The conclusion of Borderlands compounds upon the game's poorly presented story by completely disregarding the main premise. Gearbox leaves many questions unanswered, as if the company simply ran out of time and/or money during the development process.

Not Cell-Shaded

Given the arid and desolate nature of Pandora, there is certainly no shortage of grays and browns throughout the landscape. However, Borderlands includes some vibrant accent colors and an artistic style comparable to cel-shading, but with greater depth and a more realistic feel.

While standard bandits wear clothes mostly in brown, other antagonistic creatures can have skins of bright orange, green, yellow, or blue. Weapons also come in a similar variety of colors depending on the presence of elemental effects from fire, corrosive, explosive, or shock damage.

Beyond the color palette, subtle touches add a great amount of flair to Borderlands' visuals. Gearbox framed absolutely everything in the game - from the environments to the weapons to the characters - in black outlines. As the character moves closer to any object, the object's outline becomes thinner and less noticeable. A hill's outline completely disappears as it lowers beneath the horizon and blends into the surrounding terrain. The effect is subtle yet mesmerizing.

Overall, Borderlands is a stunning artistic achievement. The varied color palette and unique design ensure the visuals never feel repetitive.

Drop-In, Drop-Out

Unfortunately, after prolonged exploration, Pandora can feel like a very lonely place. Vast open environments and aggressive enemies are constants, while friendly faces are non-existent. As a result, Borderlands' drop-in, drop-out multiplayer can increase the game's enjoyment exponentially.

Fighting alongside a friend greatly increases the game's difficulty. Enemies scale to the number of players, which causes firefights to be much more intense, and require an increase in tactical prowess. Multiplayer sessions even improve available loot. As the difficulty of enemies increases, so does the value of the items and weapons they drop.

Despite being one of the game's strongest assets, the multiplayer implementation is also one of its most problematic aspects. There exists no internal mechanic for evenly distributing loot amongst fellow vault-hunters - whoever gets to an item first, keeps it.

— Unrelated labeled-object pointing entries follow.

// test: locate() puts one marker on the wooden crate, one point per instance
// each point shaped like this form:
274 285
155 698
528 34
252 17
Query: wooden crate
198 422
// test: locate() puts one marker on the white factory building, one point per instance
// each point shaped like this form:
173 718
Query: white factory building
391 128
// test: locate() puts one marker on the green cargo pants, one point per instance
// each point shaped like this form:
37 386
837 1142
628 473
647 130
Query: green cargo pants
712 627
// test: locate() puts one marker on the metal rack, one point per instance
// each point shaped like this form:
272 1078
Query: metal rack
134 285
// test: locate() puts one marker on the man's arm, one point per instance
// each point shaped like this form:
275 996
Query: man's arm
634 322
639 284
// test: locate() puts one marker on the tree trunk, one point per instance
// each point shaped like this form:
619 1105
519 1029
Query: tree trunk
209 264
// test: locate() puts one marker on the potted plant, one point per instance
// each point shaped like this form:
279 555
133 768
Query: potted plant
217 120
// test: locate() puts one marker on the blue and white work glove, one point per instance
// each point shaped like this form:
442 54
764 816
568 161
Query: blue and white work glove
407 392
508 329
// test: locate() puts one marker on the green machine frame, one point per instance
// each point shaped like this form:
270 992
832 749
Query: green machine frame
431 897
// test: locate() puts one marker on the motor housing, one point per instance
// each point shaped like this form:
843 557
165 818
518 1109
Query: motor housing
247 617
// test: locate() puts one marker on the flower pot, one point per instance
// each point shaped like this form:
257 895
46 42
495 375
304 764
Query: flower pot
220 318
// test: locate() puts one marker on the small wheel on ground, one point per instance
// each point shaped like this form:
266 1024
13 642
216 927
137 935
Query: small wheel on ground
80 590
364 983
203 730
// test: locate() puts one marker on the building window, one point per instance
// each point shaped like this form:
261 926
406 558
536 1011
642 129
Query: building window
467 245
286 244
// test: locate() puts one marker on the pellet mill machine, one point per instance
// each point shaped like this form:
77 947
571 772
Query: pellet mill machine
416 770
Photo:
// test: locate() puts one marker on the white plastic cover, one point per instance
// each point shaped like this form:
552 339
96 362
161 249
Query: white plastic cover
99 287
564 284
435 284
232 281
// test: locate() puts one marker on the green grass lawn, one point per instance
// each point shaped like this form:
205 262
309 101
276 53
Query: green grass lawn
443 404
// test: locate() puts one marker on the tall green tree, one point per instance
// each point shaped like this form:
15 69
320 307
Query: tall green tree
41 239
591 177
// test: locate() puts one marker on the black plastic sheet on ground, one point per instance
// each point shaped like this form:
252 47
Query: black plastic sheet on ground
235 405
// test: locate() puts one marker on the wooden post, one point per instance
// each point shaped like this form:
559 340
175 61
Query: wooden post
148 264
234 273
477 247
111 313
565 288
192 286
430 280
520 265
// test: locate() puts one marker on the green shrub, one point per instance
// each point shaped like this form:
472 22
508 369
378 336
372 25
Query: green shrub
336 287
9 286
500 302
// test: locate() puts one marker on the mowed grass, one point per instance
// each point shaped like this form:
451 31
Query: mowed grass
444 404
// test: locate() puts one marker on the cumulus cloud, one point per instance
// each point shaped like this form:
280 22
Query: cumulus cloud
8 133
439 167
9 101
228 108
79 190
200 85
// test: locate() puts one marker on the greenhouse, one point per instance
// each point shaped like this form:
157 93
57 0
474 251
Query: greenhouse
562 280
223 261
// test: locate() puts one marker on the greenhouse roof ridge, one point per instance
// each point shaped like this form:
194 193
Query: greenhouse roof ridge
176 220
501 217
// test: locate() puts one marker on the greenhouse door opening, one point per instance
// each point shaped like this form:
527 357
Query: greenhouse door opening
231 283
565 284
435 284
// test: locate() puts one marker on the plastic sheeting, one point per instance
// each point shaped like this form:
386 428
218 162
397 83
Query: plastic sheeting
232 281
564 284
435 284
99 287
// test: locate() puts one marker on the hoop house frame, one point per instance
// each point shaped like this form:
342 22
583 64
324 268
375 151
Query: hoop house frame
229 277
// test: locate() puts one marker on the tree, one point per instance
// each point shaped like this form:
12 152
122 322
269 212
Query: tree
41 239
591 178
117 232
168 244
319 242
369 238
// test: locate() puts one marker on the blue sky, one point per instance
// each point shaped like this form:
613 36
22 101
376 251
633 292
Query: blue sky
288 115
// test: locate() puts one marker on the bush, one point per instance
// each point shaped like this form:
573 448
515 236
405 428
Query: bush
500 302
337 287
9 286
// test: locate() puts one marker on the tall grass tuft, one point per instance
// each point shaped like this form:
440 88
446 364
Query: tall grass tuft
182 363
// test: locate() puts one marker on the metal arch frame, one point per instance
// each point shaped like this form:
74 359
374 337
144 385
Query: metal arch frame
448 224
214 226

If Player A wishes to give Player B an item, again there is no convenient method. Player A must simply drop the item for Player B to pick up.

Borderlands' multiplayer implementation is even problematic outside of the game itself. Hosting or joining private games on the PC version is impossible without forwarding specific ports - a bizarre technicality for any software to possess.

Play the Game

Borderlands is a mix of great ideas and inadequate implementation. Fortunately, Gearbox's great ideas far outweigh any of the game's faults. The story and multiplayer implementations could definitely use some improvement, but these are minor concerns compared to the immensely satisfying combat, the addictive looting and leveling systems, and the gorgeous art design.

Oh, and the reference to the Jaynestown episode of Firefly is brilliant.